The key difference is that the Leonardo is a 5V processor and the 33 BLE isn't. That means any voltage you put into it greater than the 3V3 supply voltage will damage the chip and as you have found stop it working.
What you are trying to do is simply not viable. You need to change things so no input to the chip exceeds its supply.
Remember the Vin pin is not the voltage the processor runs at but the voltage that feeds into the 3V3 regulator.
Thanks. That's what I feared. It won't be a problem to keep the 5V isolated to the servos, ESCs, and Vin and use the 3.3V pin for everything else, but it means I need to start over. Too bad I didn't consider this issue before, but I guess that's how you learn.

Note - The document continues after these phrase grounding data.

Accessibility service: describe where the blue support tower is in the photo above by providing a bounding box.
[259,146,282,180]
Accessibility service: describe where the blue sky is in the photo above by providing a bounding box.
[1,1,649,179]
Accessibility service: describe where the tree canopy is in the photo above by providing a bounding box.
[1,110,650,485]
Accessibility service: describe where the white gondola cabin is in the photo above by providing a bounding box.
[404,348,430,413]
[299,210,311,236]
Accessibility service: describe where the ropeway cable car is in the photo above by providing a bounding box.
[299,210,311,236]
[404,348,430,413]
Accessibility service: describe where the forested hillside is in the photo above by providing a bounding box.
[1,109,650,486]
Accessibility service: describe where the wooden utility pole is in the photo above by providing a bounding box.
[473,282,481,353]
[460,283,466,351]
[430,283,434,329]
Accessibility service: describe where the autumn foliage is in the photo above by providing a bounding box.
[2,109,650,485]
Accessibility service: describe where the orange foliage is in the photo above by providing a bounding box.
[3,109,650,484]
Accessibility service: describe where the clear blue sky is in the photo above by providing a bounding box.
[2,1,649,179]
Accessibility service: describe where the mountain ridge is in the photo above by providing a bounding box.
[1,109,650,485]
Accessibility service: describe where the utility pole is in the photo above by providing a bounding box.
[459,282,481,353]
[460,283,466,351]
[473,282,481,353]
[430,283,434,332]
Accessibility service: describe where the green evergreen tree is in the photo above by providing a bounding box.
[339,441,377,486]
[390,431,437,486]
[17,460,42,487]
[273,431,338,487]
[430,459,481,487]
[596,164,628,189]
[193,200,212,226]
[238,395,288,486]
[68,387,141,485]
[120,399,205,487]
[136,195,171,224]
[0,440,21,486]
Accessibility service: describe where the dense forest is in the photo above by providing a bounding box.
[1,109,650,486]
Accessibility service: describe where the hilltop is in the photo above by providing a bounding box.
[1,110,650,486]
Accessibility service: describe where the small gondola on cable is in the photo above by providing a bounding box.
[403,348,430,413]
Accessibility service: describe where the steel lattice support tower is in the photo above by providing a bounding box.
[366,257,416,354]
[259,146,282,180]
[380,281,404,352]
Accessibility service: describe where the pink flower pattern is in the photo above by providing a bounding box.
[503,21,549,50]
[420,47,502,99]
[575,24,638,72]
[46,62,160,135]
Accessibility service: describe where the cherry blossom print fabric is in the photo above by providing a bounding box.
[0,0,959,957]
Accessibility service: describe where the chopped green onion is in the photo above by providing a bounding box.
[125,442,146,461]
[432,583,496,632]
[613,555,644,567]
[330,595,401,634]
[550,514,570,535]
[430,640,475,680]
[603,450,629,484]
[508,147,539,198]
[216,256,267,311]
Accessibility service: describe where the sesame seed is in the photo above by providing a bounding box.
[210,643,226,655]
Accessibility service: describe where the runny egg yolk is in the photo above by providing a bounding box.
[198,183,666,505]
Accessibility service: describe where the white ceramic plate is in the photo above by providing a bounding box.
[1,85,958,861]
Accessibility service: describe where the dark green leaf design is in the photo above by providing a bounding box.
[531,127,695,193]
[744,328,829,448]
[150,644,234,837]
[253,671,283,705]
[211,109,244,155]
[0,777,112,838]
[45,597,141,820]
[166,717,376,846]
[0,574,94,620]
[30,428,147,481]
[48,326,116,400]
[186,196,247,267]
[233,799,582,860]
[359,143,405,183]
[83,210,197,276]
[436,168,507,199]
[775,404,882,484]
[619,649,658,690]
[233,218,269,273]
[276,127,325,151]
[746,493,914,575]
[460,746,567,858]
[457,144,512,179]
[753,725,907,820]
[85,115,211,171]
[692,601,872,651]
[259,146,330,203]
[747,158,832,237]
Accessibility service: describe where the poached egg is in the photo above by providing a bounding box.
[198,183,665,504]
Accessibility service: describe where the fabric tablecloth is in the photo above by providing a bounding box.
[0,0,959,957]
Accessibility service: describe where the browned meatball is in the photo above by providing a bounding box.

Ok, just be aware that while feeding a servo with a 3V3 control pulse might work, it could be that needs a bit of a step up in signals. I normally use a 74HCT14 to do this. This has six inverting buffers in it so use two of the buffers in series for each servo.
That's another thing I didn't think of. I did some searching and found that R/C receivers usually (or maybe always?) use 3.3V signals even though 5V is the normal operating voltage, so I'm pretty sure the servos will work fine without boosting the signal to 5V. I will test with a breadboard to make sure, though.